Machine Learning – Combining Multiple Similarity Measures in Hyperspectral Image Clustering

clusteringmachine learningsimilaritiesspatial

I have a hyperspectral image where the pixels are 21 channels.
So each pixel $\in \mathbb{R}^{21}$. I want to perform clustering on the pixels with similarity defined by two different measures, one how close the pixels are, and the other how similar the pixel values are.

Thus if $X_1$ and $X_2$ are the locations of pixels $p_1$ and $p_2$ I have:
$$S_X = \|X_1-X_2\|^2_2$$
and
$$S_p = \|p_1-p_2\|^2_2$$.

I have seen these measures combined into a single measure like this:
$$ S= e^{-\frac{S_p}{\sigma^2_p}} \times \,\, e^{-\frac{S_X}{\sigma^2_X}}
$$

My question: Is there a right way and a wrong way to combine measures like this, or if it improves my clustering can I combine the measures in any way that suits me?

My question is vaguely related to Combining multiple similarity measures.

Best Answer

Anony-Mousse is right. There is no universal optimal similarity measure and the benefit of each measure depends in the problem.
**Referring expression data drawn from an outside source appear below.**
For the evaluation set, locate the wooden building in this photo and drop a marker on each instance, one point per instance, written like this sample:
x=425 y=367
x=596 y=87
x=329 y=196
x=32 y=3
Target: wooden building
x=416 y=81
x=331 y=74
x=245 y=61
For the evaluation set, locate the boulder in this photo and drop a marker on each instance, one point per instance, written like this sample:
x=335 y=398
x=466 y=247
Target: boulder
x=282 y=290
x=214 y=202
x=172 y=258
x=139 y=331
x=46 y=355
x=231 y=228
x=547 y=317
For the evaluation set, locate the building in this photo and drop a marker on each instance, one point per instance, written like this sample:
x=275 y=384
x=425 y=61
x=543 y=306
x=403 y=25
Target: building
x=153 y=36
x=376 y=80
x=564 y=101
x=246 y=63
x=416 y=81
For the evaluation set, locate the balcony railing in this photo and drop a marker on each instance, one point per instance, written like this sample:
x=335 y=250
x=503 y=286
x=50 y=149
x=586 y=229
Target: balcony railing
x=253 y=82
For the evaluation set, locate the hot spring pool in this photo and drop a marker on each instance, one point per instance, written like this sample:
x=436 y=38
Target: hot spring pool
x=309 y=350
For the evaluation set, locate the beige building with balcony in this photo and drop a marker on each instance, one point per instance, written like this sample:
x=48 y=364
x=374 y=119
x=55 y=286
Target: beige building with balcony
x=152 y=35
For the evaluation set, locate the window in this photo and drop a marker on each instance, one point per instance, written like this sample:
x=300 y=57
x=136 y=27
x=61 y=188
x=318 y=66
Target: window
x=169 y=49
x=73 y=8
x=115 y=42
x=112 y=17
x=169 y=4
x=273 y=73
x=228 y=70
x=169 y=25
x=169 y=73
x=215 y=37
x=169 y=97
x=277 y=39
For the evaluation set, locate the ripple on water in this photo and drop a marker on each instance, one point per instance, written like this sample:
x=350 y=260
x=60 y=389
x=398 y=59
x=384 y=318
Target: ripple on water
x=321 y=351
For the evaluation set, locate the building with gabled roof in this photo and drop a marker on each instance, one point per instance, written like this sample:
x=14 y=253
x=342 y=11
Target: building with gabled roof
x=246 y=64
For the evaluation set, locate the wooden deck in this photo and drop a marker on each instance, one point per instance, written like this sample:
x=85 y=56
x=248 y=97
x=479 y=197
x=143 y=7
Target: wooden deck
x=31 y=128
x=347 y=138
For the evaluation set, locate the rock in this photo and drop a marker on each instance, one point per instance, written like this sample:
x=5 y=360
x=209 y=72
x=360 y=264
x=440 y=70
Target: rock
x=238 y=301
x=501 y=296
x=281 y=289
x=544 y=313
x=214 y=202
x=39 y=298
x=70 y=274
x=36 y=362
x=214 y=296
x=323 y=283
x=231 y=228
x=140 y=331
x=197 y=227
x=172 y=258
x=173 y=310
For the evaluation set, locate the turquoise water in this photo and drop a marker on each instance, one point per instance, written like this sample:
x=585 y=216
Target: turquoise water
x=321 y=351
In order to evaluate the benefit of a similarity measure in a specific problem, I like to reduce it into a classification problem. Given the dataset of items you have create a new dataset of item pairs. The concept should be whether the two items in a pair are similar. Each similarity measure you have is a feature of the pair. Note that now you are in the good old classification framework. You can evaluate the similarity measures by computing the mutual information/accuracy/your chosen metric given the concept.